In either of the situations above, where a person dies intestate or with only a will in place, the person’s estate needs to be probated if it has property to which the title must legally be passed to someone else. Probate serves a useful function in society, by providing an orderly system for notifying heirs of distributions and making sure that estate assets go to the people who are supposed to receive them. Probate in Texas is considered relatively easy and inexpensive compared to many states, but there are still reasons that cause many to avoid it:

  1. Probates, like almost all court proceedings, are public. Any interested person can stop by the probate court and ask to see a copy of a person’s probate file. The file will usually include the person’s will, a list of heirs, a list of assets and their approximate values, and a host of other information. Many people consider this a violation of their privacy.
  2. Probates can take a long time—usually somewhere between eight months and two years. Certain assets of the estate are frozen during this time. It is not unusual in a probate for a surviving spouse to have to petition the court for an allowance from the estate to provide for day-to-day living expenses. In Texas, there are expedited probate processes for simple estates, so if you have a small estate with no debt, it will not take this long.
  3. Probates can be very expensive. Probate fees, which are the fees paid to the executor and the attorney for the estate, can easily run into the tens of thousands of dollars depending on the size of the estate.
  4. If you own property in more than one state, your heirs will have to go through probate in each state where own property, multiplying the time, expense and hassle of transferring your assets to your heirs.

Revocable Trusts

For these reasons, many people choose to avoid the probate process by setting up a revocable trust. A trust accomplishes the same goal as a probate: distributing assets to the people who should receive them. However, a trust is generally considered superior to a probate for several reasons.
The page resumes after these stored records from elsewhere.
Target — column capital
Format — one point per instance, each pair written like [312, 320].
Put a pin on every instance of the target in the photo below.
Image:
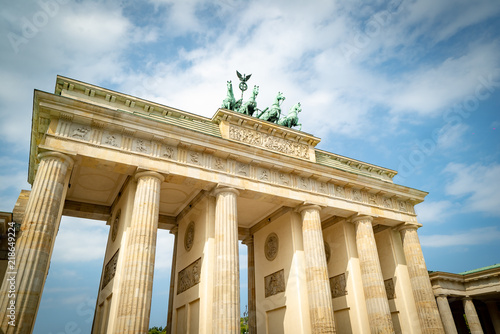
[225, 189]
[157, 175]
[53, 154]
[248, 240]
[308, 206]
[357, 218]
[174, 230]
[408, 226]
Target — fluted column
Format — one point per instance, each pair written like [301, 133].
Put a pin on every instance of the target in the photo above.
[377, 304]
[172, 283]
[252, 307]
[494, 314]
[226, 306]
[318, 284]
[427, 310]
[446, 315]
[472, 318]
[35, 243]
[136, 285]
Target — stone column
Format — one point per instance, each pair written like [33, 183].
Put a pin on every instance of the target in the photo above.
[427, 310]
[172, 282]
[35, 243]
[318, 284]
[226, 304]
[446, 315]
[136, 286]
[494, 314]
[472, 318]
[377, 304]
[252, 307]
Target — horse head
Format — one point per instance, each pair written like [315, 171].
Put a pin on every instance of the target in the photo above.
[280, 98]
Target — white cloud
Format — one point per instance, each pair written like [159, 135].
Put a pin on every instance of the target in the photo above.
[452, 136]
[80, 240]
[477, 236]
[479, 185]
[434, 212]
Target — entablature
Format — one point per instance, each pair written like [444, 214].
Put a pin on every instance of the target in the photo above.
[68, 124]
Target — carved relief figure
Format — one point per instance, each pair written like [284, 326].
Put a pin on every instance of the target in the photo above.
[80, 132]
[169, 152]
[141, 145]
[274, 283]
[242, 169]
[249, 107]
[273, 113]
[218, 163]
[189, 276]
[284, 179]
[339, 191]
[292, 119]
[195, 157]
[111, 140]
[356, 195]
[229, 101]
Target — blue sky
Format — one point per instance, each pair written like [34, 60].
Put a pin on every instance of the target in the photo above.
[408, 85]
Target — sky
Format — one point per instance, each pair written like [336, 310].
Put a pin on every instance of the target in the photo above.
[412, 86]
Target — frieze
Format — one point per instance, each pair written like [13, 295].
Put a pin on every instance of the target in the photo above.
[264, 174]
[242, 169]
[274, 283]
[111, 139]
[127, 142]
[219, 163]
[328, 252]
[80, 132]
[338, 286]
[339, 191]
[272, 143]
[110, 270]
[116, 225]
[189, 276]
[271, 246]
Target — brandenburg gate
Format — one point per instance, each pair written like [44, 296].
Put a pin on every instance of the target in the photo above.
[332, 241]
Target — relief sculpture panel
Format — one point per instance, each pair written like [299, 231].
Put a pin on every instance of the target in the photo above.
[275, 283]
[272, 143]
[189, 276]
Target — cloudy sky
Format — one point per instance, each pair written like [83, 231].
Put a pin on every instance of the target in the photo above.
[408, 85]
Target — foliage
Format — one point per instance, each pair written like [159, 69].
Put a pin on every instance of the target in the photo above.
[157, 330]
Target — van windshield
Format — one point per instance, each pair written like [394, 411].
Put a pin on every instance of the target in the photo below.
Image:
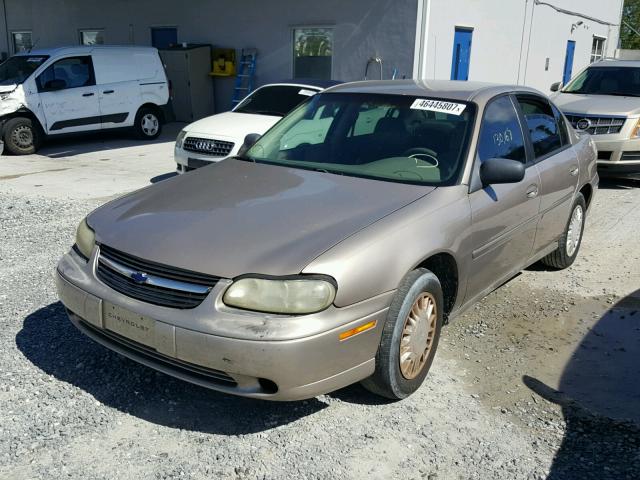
[393, 138]
[17, 69]
[619, 81]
A properly-drafted trust allows a person all the flexibility of a will, but with the added advantage of private, non-probate administration. A trust administration is private—the only people entitled to notice or accounting of trust assets are the beneficiaries of the trust. Distribution of trust assets can often be accomplished within a few weeks of the death of the person who set up the trust. In addition, a trust administration is usually fairly inexpensive compared to a probate. Where a probate might cost the estate thousands or even tens of thousands of dollars, a trust administration can often be completed for a small fraction of that amount – or nothing.

Setting Up a Trust

Drafting a trust or a will may appear to be relatively simple, and many people use inexpensive forms or computer programs to set them up themselves. However, there are numerous pitfalls that can cause problems for the unwary. Oftentimes people will be unaware of important provisions in the law that may lead to unintended consequences. Sometimes individuals inadvertently disinherit someone they intended as a beneficiary, and sometimes, as mentioned above, individuals cause significant problems for beneficiaries who are receiving state or federal disability or other benefits. An improperly drafted trust can also cause significant tax headaches for a surviving spouse or child.

For these and many other reasons, it is always good practice to consult with an attorney who specializes in trust and estate law. Consider it a wise investment in the future for your heirs.